Submissions



We are currently accepting proposals for 2027.

Due to taking on more projects and receiving more and more submissions, we have, for the first time, produced a rough submissions guide, not only to help make the submissions process more organised, but to signal the kind of literature we are interesting to developing with you.



What to know before submitting:

(a) We are an editorial project, we select and publish texts based on the texts themselves and how they falls into what we call the overarching editorial spiral. The seedling of Becoming was Philosophical Negativity, and this hasn’t changed, if anything, it has, to paraphrase Hegel, become the engine of our dialectical Becoming. Negativity is nothing, or everything, and either way it is foundational. Negativity, as a nothingness, is a very open theme because it lacks a formal specificity. Yet, as open as it can seem, it is also highly elusive, appearing only in the gap between things, or emerging from the background noise between blinks. 

(b) We are not likely to accept a book proposal that doesn’t have a specific, theoretical interaction point with our other books, nor are we likely to accept book proposals if we sense a large amount of expectations. Compared to major publishers, we have a fraction of the resources, we do the best work we can, but with an outsider mentality. We work the way we have learned to, and we do more than people can believe, but this is only possible with the freedom to set our own pathways. 

(c) We are not a publicity company, we have a basic publicity strategy that evolves over time, which is to be extremely good at what we do, and make as many secret handshakes with the literary underground as we can, but we are not a populist project; we dwell on the periphery.

(d) We are an iconoclastic, text-centric editorial project, we are categorically not interested in art books, image-books, exhibition catalogues. We are a editorial project which is interested in Minor Theoretical Literature presented in words. It is a contractual term that Becoming Press reserves the task of design and the final word on design decisions. If you can convince us that certain imagery is absolutely essential to the theoretical aims and arguments of the book, we are open to that, we have done books which required imagery before, but only in very specific cases like Unconscious/Television and Dialogues on CoreCore.

(e) We feel that there is a responsibility, from 2026, to take A.I. quite seriously as a challenge, and we are emphatically uninterested in A.I. generated writings, unless the use of A.I. is both meaningful, deliberate and interesting, in and of itself.

(f) By 2027, we hope to open a fiction imprint, Thalassa, as Becoming Press will continue to operate within this loose field of minor theoretical literature. We invite the submission of thematically or aesthetically relevant fiction works, but we cannot state at this time when this will open.

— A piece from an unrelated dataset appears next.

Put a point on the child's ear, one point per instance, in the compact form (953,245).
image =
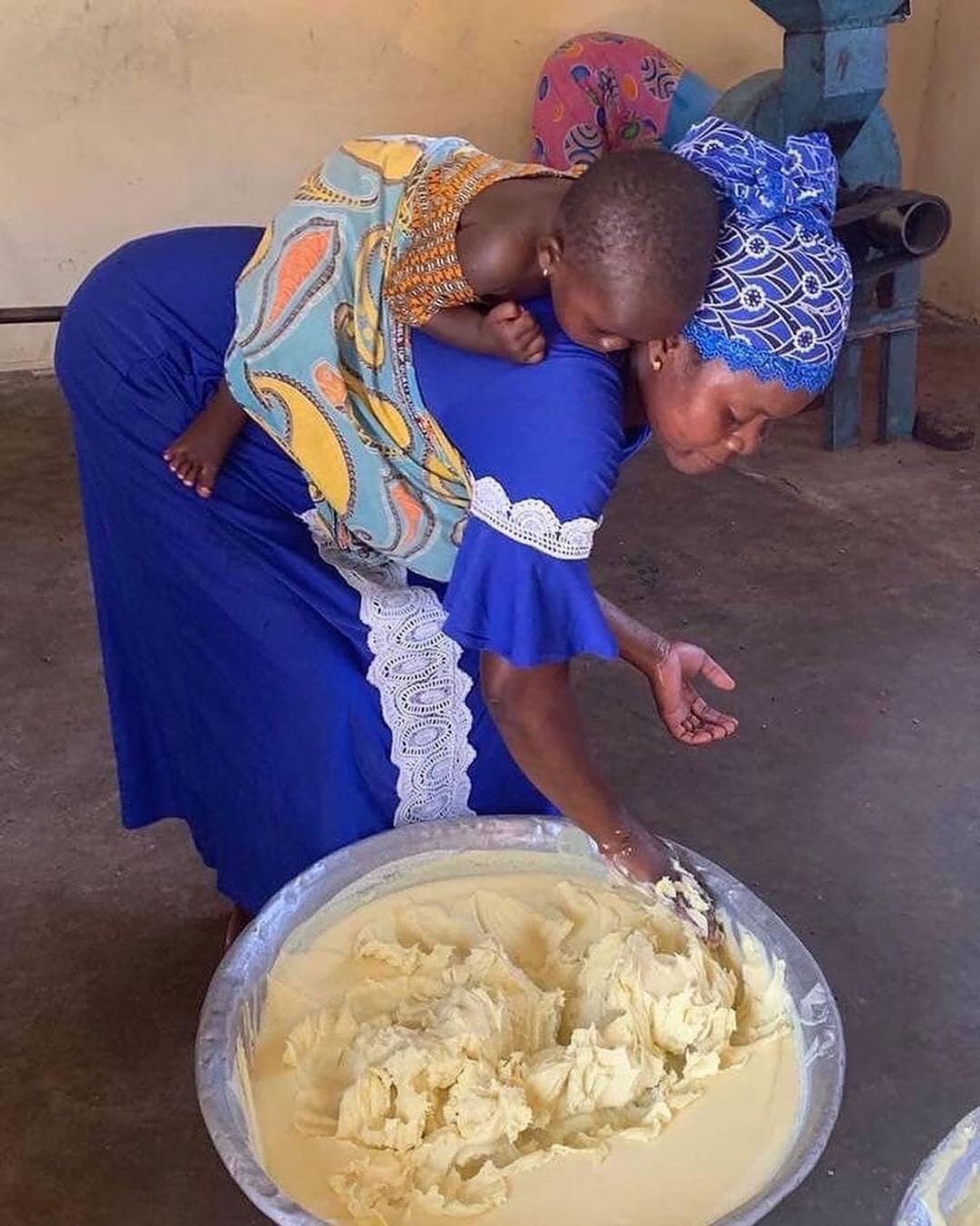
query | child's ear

(g) We are also not the right project for poetry volumes, we don’t know anything about those, and prefer to stay in our niche—we have made our bed, and it’s time to sleep.



The process:

The standard procedure for submitting a book proposal would be to send a formal email to us expressing your interest in publishing with Becoming Press, with some information on who you are, what you are interested in, and any previous or related work. Long are the days were you can strike a publishing deal via Claire’s Instagram DMs, we have an editorial cell now, and we will be deciding on which titles to pursue as a team. We would hope to receive, as a part of your proposal: 

(a)     a prospective title.
(b)    an authorial biography and examples of previous work.
(c)    an abstract/overview of the contents of the book including:
(i)    a prospective contents page
(ii)   possible guest contributions (afterwords, introductions) that you have either prearranged or would like to pursue together.
(iii)   a clear idea of necessary imagery.
(d)    at least one chapter, not a draft, but enough for us to get to know the voice you are using in the text.

On top of this, we expect documents to be without unnecessary text-decoration, anything that is not functional in relation to the ideas within the book. Typography is very important, but to get your manuscript into a book, even if the intention is to recreate a specific typographic aesthetic, we have no choice but to strip it down to rich-text (italics, bold, underline) + footnotes .docx file.

The manuscript does not need to be aesthetic but it should be clean, clear, and it should take itself seriously. It should ideally be submitted to us as a collaborative/shared Google Doc. 

From 2026, we challenge you to keep it under 25,000 words. A long book is okay when necessary, but there are a lot of long books worth reading, and we strongly favour small books for the kind of literature we are interested in.

We also challenge you to reduce the number of footnotes, as we feel that they’re rarely interacted with. Footnoting citations is fine, but if something is worth saying, if something is worth saying at all, it is worth saying in the body.

It must be possible to house your text comfortably within our publication formats, including (in cm): 11x18, 10.5x14.8, 10.5x16.8, 13x19 and 14.8x21. As such, text length can vary a lot depending on the kind of book you’re interested in pursuing. We reserve A5 for the rare occasion where we agree of the necessity of using images.